From about the fifth day, worker bees begin to go out in their spare time, when days are dry and sunny, to learn how to fly. They leave backwards so that they can memorise where they came from.

Guard Bee

The final job the worker bee takes before becoming a forager is that of guard bee which could be considered as a transitionary position between house bee and forager. Bees may skip becoming guards if the needs of the colony are such that more foragers are needed immediately ie if a honey flow is in progress.

Guards are summoned from other house duties in response to a perceived threat such as a hearty rap on the roof, gusts of human breath wafting offensively through the varroa floor or entrance (!) or rows of curious cattle a-rubbing and a-snorting at close proximity. Or if robbing by bees from another colony is detected.

Once mounted, the colony is in a state of amber alert, guards will check the credentials of all returning foragers whose bona-fides reside in their familiar smell. Unfamiliar bees will be roughed up and this is observable on the landing board or around the entrance, but there is an Achilles heel in the defences here because if they are not immediately ejected the guards will often become distracted and the unfamiliar bee will pass into the hive perhaps to take up robbing.

Humans and cattle, if they persist in their rapping and snorting and their coarse heavy breathing, will be threatened. Guard bees seem to know instinctively which end of an intruder is which and will go straight for the head which is why beekeepers wear veils – stings on the face are very painful and a sting on the tip of the nose can result in black eyes.

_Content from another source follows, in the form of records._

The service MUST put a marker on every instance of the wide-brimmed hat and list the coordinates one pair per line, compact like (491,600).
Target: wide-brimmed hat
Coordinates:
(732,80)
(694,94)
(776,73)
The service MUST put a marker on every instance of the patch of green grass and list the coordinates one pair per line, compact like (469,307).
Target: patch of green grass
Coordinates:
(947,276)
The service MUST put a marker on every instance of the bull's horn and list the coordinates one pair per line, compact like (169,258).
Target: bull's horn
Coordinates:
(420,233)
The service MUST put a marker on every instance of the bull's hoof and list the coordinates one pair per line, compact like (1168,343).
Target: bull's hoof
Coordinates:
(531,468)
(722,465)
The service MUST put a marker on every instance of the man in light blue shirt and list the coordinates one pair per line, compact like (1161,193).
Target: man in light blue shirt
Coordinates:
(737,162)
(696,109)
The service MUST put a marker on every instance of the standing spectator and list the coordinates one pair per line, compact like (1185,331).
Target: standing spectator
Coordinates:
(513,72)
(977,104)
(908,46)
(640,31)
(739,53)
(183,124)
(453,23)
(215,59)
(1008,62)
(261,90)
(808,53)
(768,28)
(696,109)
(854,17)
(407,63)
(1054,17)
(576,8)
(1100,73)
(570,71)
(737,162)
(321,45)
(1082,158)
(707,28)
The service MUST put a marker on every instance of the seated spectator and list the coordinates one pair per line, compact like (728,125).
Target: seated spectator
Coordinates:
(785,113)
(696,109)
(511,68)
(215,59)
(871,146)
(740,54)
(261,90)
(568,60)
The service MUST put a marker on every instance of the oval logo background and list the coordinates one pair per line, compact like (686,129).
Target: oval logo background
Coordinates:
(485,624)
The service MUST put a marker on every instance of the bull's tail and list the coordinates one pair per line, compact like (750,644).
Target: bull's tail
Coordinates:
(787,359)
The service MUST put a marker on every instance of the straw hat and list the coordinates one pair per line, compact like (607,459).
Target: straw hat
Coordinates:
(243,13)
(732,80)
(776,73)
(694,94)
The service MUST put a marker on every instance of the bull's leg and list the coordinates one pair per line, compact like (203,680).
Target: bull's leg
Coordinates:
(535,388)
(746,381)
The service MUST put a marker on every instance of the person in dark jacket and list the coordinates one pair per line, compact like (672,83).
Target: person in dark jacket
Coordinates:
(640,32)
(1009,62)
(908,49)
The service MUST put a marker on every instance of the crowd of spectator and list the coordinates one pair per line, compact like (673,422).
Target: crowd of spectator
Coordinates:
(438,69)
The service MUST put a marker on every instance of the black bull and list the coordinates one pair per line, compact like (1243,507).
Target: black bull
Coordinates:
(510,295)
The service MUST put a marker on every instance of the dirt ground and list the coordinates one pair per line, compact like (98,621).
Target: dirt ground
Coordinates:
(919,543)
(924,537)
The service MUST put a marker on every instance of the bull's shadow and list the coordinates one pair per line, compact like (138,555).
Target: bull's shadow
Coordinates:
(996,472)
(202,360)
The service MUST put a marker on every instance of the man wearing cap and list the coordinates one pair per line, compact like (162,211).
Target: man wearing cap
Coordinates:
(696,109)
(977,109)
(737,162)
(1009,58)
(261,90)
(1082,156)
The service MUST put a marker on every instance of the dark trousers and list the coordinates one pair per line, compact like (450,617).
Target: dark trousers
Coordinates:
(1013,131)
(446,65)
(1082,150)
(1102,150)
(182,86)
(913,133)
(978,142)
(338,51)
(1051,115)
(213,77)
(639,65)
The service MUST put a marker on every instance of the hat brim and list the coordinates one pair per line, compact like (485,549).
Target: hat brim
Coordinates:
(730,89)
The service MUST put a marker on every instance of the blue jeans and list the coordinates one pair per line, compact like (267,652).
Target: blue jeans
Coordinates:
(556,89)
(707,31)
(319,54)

When it comes to marauding wasps, these are challenged and here if the guards are not distracted, fights may result, ending with the death of one of both if the sting is used. If robbing by wasps continues long term – it is as if the bees seem to recognise them as comrades and allow them to enter unmolested – presumably because they have taken on the odour of the hive.

Forager

Foragers bring in water, propolis, nectar and/or pollen. Foraging is the glamour end of the worker bee’s career but despite this it is desperately hard work and workers mostly die in the field.

Generally water is required in those times when bees are living off stores and need to gather the water to break it down. Most often this is in winter but it could also be during times of dearth or foul weather in summer.

Propolis is used to glue down anything that moves, to waterproof the hive and to varnish the insides of cells. It is gathered from the sticky buds of trees and shrubs or from oozing knots in wood but the bees will gather any other suitably sticky substances they find such as wet paint, caulking or chewing gum. Bees recruited to propolis-gathering tend to stick with it for the rest of their lives.

Nectar and pollen are gathered during the spring and summer. In spring foraging bees will gather nectar and pollen from any and all flowers they find but as more flower species come into bloom later in the year, bees begin to specialise exclusively on the flower to which they were recruited. Recruitment occurs when foraging bees return laden and dance excitedly to communicate the quantity and location of a certain nectar or pollen source to the colony. Bees at a loose end often become spellbound and will follow the directions until either they find the source of the excitement or they find something else. If the flower they were recruited to runs out they become receptive to re-recruitment.

Then one day they just don’t come back.